Asimismo, debemos señalar que siempre es la corrupción de entidades públicas la que mayor repercusión social tiene dado que es el erario público, propiedad de todos, el atacado, frente al caso de la corrupción de entes privados en los que dicha corrupción se circunscribe a un ámbito limitado y no público.

Partiendo de esta definición podemos afirmar que todos los sistemas de poder son susceptibles de corrupción dado que el origen de ésta como deterioro de los sistemas sociales radica en la propia condición humana de corruptibilidad (vulnerabilidad del ser humano ante la corrupción) que acaba proyectándose en los sistemas sociales de poder. En base a ello podríamos afirmar que no existe ningún sistema completamente inmune a la descomposición del poder en cualquier ámbito.

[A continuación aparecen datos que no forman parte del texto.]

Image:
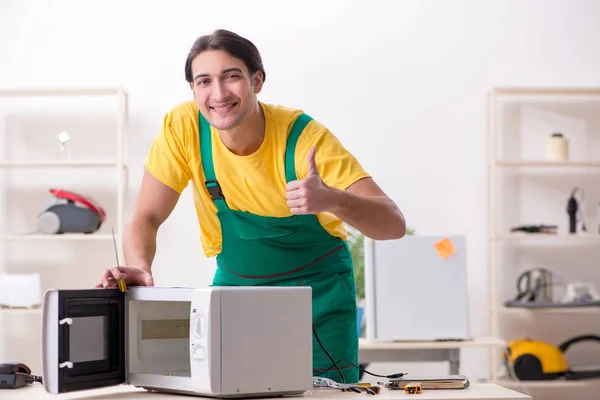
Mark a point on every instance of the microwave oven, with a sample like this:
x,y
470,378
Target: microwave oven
x,y
213,341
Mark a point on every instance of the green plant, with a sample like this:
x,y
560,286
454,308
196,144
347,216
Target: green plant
x,y
356,242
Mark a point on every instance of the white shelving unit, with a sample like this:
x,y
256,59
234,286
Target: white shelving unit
x,y
526,189
118,163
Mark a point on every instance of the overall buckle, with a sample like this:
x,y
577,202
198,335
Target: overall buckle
x,y
214,189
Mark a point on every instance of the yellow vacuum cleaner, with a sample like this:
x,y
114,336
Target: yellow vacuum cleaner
x,y
530,360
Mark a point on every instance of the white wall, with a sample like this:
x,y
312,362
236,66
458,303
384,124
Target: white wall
x,y
402,83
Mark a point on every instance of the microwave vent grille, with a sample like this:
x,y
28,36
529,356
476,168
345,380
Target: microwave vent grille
x,y
165,329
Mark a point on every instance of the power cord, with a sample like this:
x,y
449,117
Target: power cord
x,y
392,376
34,378
328,355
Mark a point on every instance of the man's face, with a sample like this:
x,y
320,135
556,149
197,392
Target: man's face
x,y
223,88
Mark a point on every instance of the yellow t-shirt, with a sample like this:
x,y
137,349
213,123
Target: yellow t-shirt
x,y
254,183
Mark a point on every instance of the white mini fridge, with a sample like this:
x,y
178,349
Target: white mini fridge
x,y
416,289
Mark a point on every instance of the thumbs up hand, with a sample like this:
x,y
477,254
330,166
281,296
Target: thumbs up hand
x,y
309,195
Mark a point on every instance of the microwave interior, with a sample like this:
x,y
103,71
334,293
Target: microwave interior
x,y
97,348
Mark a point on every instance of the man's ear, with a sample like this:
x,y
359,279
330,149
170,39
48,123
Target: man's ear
x,y
257,82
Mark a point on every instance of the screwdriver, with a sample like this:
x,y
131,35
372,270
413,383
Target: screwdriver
x,y
120,282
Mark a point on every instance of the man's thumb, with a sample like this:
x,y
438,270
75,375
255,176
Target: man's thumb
x,y
312,163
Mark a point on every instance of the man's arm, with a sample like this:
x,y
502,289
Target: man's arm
x,y
154,204
367,208
362,205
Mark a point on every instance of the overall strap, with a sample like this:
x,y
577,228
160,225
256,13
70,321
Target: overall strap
x,y
290,149
211,183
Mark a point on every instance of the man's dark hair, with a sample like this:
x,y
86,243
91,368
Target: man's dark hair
x,y
230,42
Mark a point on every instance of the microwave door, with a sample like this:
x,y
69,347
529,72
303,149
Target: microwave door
x,y
83,339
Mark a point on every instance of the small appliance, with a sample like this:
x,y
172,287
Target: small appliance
x,y
70,212
529,359
215,341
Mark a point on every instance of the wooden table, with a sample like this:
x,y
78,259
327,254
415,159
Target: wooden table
x,y
481,391
421,351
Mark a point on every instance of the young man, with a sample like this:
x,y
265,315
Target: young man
x,y
272,188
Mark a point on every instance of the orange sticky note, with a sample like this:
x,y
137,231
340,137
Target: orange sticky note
x,y
445,248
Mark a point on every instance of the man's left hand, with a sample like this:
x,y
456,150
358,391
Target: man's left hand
x,y
309,195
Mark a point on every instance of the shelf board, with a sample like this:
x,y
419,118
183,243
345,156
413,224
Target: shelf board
x,y
365,344
550,238
546,91
15,92
65,236
557,310
560,383
21,311
552,164
49,164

En mayor o menor medida, y con mayor o menor vulnerabilidad, cualquier ente formado por grupo o grupos de individuos puede acabar siendo atacado por el fenómeno de la corrupción, en cualquier ámbito y nivel. El grupo, como entidad colectiva, depende en última instancia del funcionamiento individualizado de todos y cada uno de sus miembros, lo cual implica la necesidad de una conciencia única que no puede mantenerse de forma indefinida, y menos aún en grupos abiertos donde los miembros se van sucediendo de forma continuada (a través de elecciones por ejemplo).

Por ello, y aunque también podrían llegar a establecerse ciertas variables básicas para determinar la vulnerabilidad ante la corrupción de un sistema de poder y de esta manera llegar a conocer las posibles causas que la motivan, (tamaño del grupo, atribuciones de poder, sistemas de control endógenos y exógenos, entorno social predominante, etc.), siempre resulta complejo estudiar las causas directas de la corrupción en sistemas no corruptos, ya que la existencia del fenómeno puede responder única y finalmente a la voluntad de determinado/s miembro/s integrante/s con predisposición a la corrupción

Sin obviar las dificultades que suponen la detección y confirmación de casos de corrupción, y al margen de las clasificaciones sociales que los medios suelen dar a los casos conocidos, normalmente en función del ámbito laboral en el que se producen (corrupción urbanística, financiera, policial, política , etc.), pueden establecerse clasificaciones diferentes mediante la valoración de ciertas variables, aunque algunos de estos factores deban situarse en un plano meramente perceptivo o estimado dado su carácter de presunción.

Es mi intuición que el verdadero sentido antes de ver los candidatos debemos de ver cómo cambiar el sistema que contiene, permite y tolera la corrupción como algo inherente al sistema de gobierno que caracteriza nuestro sistema.